I have all three of the items mentioned: KitchenAid; Food Processor; Bread Machine. Which you should use depends on the nature of the recipe. Here are the advantages and disadvantages of each.
1. KitchenAid. Advantage: can handle recipes calling for lots of flour. My small model (work bowl screws into base, rather than being hung in the external holder) can easily do recipes calling for 5-7 cups of flour. It has more power than the others. It mixes really well. Disadvantages: doesn't do small amounts as easily; takes a long time to finish kneading (ten minutes or more).
2. Bread Machine. Advantage: very little work because you just dump the ingredients into the machine, press a button, and walk away. It will take care of not only mixing, but rising, including controlling the temperature for optimal rising results. Disadvantage: relatively small capacity (3-5 cups of flour in my full-sized Zojirushi); not as complete kneading.

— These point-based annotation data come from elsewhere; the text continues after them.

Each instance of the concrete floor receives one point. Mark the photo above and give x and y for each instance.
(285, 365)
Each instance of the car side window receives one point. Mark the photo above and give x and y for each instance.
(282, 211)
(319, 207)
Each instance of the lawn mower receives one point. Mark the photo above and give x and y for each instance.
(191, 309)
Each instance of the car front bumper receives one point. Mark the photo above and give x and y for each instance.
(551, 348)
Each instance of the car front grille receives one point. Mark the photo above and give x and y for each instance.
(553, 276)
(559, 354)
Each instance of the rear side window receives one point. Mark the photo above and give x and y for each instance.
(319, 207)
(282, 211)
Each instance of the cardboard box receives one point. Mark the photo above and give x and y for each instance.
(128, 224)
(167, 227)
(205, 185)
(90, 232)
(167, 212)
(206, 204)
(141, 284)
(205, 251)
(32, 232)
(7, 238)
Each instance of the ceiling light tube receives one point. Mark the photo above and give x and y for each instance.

You have to use a machine that has a "dough" cycle that doesn't include the bake cycle. I use this when I want dough for breakfast, but want to cook it in the oven. For this, I put the ingredients in the machine the night before, and when I get to the kitchen the next morning, I take the fully kneaded and risen dough, shape it into breakfast treats, and bake in the regular oven.
3. Food Processor. Advantage: really fast. I use it when making pizza dough, and it takes one minute to get the job done. Disadvantage: really small capacity (3-4 cups); can get the dough too hot, via friction (because it is going so fast), so you sometimes must use ice water rather than 110 degree water; must buy a specialty blade (the regular chopping blade it too big and can stall out the motor).